What does the dollar figure mean?
It's the expected annual loss to buildings from natural hazards for every $10,000 of building value, from FEMA's National Risk Index. A metro near $10 sees roughly $10 of expected yearly loss per $10,000 of property on average; a coastal hurricane metro can run several times higher. Lower is safer.
Why not just use FEMA's official risk rating?
FEMA's composite Risk Index is built for emergency planning and deliberately reflects total exposure, so populous metros score high simply because there's more there to be damaged. For comparing places to live, we normalize that out by dividing expected loss by property value, which measures hazard intensity rather than metro size.
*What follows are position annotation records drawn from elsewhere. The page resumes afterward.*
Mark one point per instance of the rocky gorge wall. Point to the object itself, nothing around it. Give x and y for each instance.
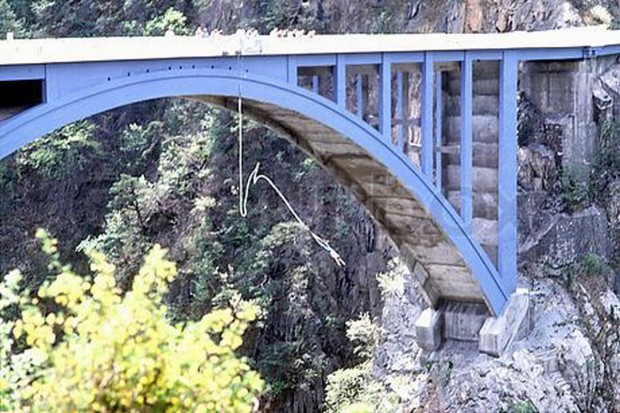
(568, 226)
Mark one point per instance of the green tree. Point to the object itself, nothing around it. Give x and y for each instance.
(87, 346)
(8, 20)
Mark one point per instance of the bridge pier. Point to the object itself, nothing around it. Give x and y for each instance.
(472, 322)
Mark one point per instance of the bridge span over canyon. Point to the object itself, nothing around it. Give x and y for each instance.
(421, 128)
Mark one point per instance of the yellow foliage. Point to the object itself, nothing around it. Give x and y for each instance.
(103, 351)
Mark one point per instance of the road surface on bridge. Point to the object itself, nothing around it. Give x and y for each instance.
(40, 51)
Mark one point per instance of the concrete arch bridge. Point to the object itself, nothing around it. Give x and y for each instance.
(421, 128)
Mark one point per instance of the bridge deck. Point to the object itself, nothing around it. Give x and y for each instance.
(40, 51)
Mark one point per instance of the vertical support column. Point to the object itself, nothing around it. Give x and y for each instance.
(466, 139)
(291, 69)
(427, 150)
(315, 83)
(359, 95)
(340, 81)
(385, 97)
(438, 127)
(400, 111)
(508, 89)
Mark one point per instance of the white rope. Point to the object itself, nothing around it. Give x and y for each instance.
(256, 176)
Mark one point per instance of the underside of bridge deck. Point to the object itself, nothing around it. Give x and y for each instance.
(425, 139)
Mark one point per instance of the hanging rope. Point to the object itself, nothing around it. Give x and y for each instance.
(256, 176)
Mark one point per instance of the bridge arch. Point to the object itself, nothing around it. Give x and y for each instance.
(427, 230)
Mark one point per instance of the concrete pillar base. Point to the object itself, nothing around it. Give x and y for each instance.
(471, 322)
(463, 321)
(498, 332)
(428, 329)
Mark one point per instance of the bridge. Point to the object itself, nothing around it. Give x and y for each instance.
(422, 129)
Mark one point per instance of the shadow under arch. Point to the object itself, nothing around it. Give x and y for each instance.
(300, 114)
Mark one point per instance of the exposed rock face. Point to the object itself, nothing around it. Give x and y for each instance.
(537, 168)
(564, 238)
(556, 368)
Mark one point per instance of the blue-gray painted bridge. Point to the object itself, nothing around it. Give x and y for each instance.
(421, 128)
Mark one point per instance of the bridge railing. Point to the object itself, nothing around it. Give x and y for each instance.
(451, 114)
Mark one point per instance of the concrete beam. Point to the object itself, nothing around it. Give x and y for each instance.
(498, 332)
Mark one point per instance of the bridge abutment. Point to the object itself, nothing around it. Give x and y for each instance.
(472, 322)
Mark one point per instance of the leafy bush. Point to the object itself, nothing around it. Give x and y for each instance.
(83, 345)
(56, 154)
(172, 20)
(576, 193)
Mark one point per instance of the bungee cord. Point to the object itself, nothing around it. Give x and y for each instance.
(255, 176)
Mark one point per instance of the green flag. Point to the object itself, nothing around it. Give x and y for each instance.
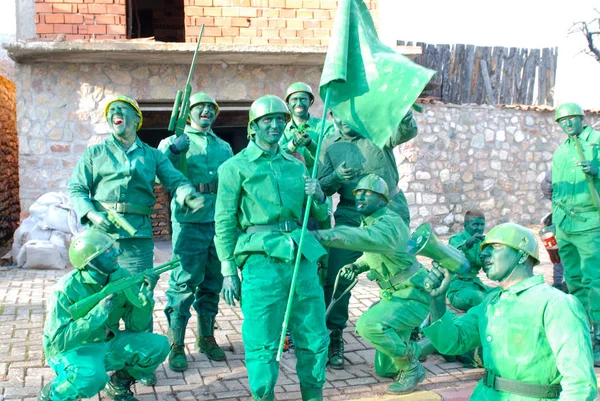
(372, 86)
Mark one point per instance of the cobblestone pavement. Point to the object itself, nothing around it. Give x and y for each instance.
(23, 372)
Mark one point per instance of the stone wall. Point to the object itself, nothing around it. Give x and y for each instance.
(464, 157)
(9, 161)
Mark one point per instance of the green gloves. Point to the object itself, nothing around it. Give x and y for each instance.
(231, 289)
(180, 145)
(99, 220)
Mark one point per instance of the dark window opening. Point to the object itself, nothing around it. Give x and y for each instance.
(161, 19)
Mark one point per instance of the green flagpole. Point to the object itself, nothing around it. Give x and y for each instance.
(286, 317)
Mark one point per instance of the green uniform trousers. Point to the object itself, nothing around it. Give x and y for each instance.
(136, 255)
(265, 287)
(345, 215)
(81, 372)
(580, 256)
(465, 293)
(387, 326)
(198, 281)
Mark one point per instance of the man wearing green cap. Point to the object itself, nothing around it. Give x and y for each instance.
(346, 158)
(259, 206)
(81, 351)
(535, 338)
(576, 213)
(197, 282)
(302, 132)
(119, 174)
(404, 303)
(466, 290)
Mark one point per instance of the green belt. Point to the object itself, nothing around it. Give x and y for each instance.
(284, 226)
(491, 380)
(122, 207)
(210, 188)
(400, 277)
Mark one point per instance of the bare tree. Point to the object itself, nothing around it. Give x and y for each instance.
(591, 31)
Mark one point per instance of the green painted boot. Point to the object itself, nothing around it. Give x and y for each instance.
(205, 342)
(45, 394)
(311, 394)
(336, 349)
(177, 359)
(119, 387)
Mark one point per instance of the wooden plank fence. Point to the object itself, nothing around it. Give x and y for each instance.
(492, 75)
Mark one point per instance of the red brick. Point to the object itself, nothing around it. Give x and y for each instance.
(65, 28)
(97, 8)
(74, 19)
(43, 28)
(62, 8)
(54, 19)
(42, 7)
(241, 22)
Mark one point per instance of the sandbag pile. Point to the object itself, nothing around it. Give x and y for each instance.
(42, 240)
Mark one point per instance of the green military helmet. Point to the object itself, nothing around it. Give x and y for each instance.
(126, 99)
(374, 183)
(299, 87)
(87, 245)
(268, 104)
(201, 97)
(567, 110)
(514, 236)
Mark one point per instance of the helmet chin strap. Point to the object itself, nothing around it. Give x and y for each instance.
(512, 267)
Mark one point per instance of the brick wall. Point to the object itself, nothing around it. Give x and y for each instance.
(243, 22)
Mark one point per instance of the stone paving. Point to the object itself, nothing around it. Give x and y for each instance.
(23, 372)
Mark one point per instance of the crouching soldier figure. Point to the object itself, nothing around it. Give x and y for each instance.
(81, 351)
(387, 325)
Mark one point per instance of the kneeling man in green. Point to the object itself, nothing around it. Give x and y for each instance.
(81, 351)
(404, 303)
(535, 339)
(259, 204)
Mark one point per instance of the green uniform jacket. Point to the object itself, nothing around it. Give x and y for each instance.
(257, 189)
(62, 333)
(473, 254)
(206, 153)
(107, 173)
(382, 237)
(361, 154)
(572, 207)
(531, 333)
(314, 125)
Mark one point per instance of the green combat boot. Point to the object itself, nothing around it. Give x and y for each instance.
(119, 387)
(336, 349)
(411, 374)
(206, 342)
(45, 394)
(596, 343)
(311, 394)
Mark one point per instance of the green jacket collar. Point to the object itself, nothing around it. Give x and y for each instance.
(526, 284)
(253, 151)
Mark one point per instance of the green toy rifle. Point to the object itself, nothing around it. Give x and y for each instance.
(120, 222)
(589, 178)
(82, 308)
(181, 106)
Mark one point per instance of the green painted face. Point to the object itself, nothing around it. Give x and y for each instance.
(299, 103)
(343, 127)
(368, 202)
(202, 115)
(122, 118)
(475, 226)
(107, 262)
(571, 125)
(269, 130)
(498, 261)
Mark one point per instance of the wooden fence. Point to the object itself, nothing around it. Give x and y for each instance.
(493, 75)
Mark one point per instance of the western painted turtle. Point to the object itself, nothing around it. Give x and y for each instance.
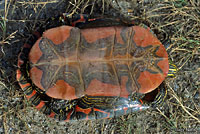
(99, 72)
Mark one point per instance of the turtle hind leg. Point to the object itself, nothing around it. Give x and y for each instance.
(156, 97)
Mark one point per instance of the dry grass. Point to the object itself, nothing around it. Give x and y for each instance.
(180, 19)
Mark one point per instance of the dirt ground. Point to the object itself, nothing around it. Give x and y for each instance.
(179, 19)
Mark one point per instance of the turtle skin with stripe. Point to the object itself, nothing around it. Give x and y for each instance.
(99, 68)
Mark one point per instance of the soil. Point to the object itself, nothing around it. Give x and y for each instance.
(178, 21)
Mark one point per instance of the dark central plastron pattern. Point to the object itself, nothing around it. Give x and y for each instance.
(107, 60)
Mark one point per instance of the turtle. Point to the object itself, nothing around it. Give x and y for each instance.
(97, 71)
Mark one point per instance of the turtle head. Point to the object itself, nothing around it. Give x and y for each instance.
(172, 70)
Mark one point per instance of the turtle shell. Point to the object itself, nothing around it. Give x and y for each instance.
(68, 62)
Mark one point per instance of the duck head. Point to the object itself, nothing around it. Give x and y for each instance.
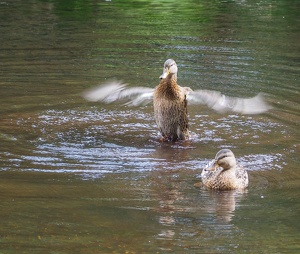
(170, 67)
(224, 158)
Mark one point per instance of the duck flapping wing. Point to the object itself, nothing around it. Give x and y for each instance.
(222, 103)
(117, 91)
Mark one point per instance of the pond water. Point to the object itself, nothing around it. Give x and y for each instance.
(82, 177)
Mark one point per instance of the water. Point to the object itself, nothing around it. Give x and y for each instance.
(81, 177)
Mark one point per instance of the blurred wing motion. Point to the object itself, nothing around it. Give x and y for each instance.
(117, 91)
(222, 103)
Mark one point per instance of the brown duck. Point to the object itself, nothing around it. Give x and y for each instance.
(170, 101)
(224, 173)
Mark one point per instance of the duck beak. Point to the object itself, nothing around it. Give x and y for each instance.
(165, 74)
(211, 166)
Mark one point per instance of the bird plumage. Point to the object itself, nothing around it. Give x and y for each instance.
(170, 101)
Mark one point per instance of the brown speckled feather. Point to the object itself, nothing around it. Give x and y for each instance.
(220, 179)
(170, 109)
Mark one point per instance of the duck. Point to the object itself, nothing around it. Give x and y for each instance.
(224, 173)
(170, 101)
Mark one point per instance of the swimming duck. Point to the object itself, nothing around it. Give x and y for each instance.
(224, 173)
(170, 101)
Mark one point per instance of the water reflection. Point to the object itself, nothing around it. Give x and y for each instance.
(78, 178)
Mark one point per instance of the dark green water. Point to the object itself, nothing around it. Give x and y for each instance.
(80, 177)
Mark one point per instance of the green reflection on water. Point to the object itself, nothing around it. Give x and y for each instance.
(54, 195)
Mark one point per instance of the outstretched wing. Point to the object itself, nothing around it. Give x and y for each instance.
(117, 91)
(222, 103)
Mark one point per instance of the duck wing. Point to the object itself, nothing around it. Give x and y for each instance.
(117, 91)
(222, 103)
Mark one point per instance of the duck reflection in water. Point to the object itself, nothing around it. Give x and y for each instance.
(170, 101)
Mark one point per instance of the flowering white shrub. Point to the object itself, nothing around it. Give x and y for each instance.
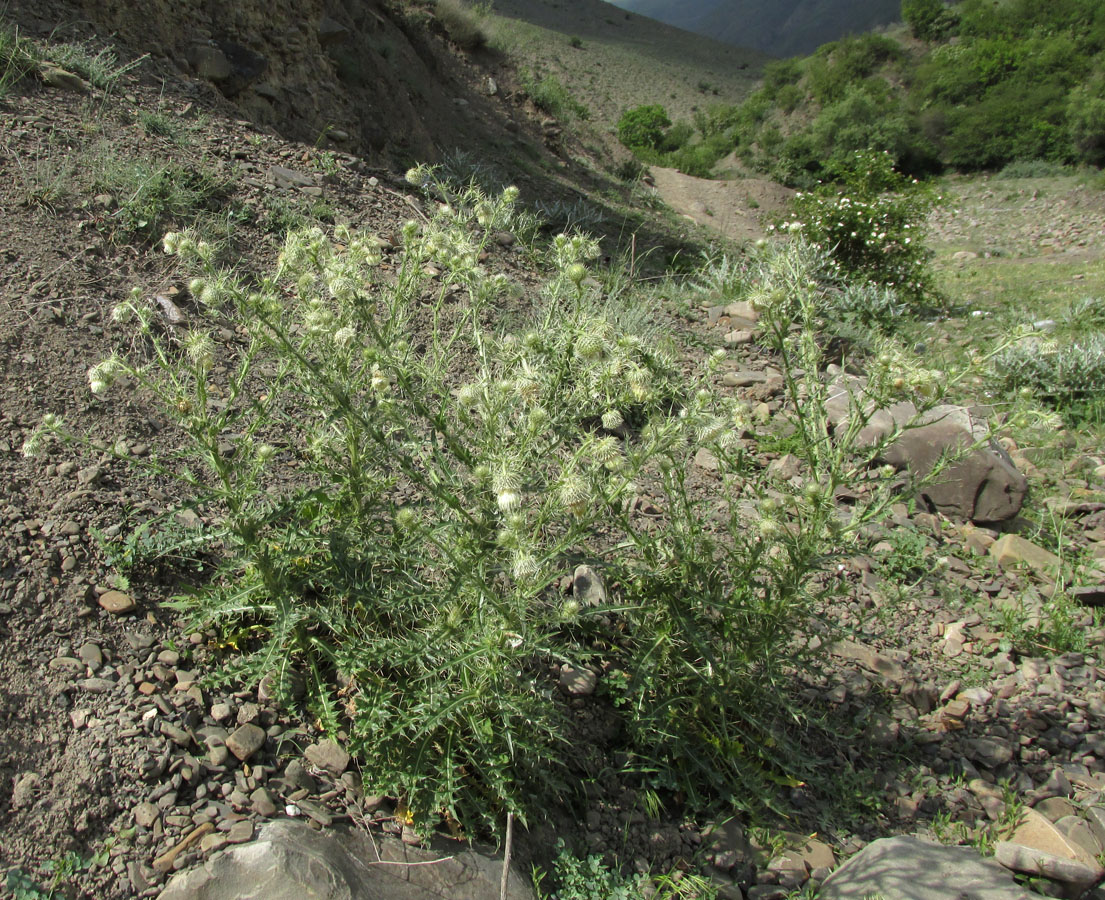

Does this include flooding and wildfire?
Yes. The National Risk Index combines 18 natural hazards, including riverine and coastal flooding, hurricanes, wildfire, earthquakes, tornadoes, and severe storms. The single rate shown is the blended expected loss across all of them, so a metro can land mid-pack by being moderate on several hazards or low on most and high on one.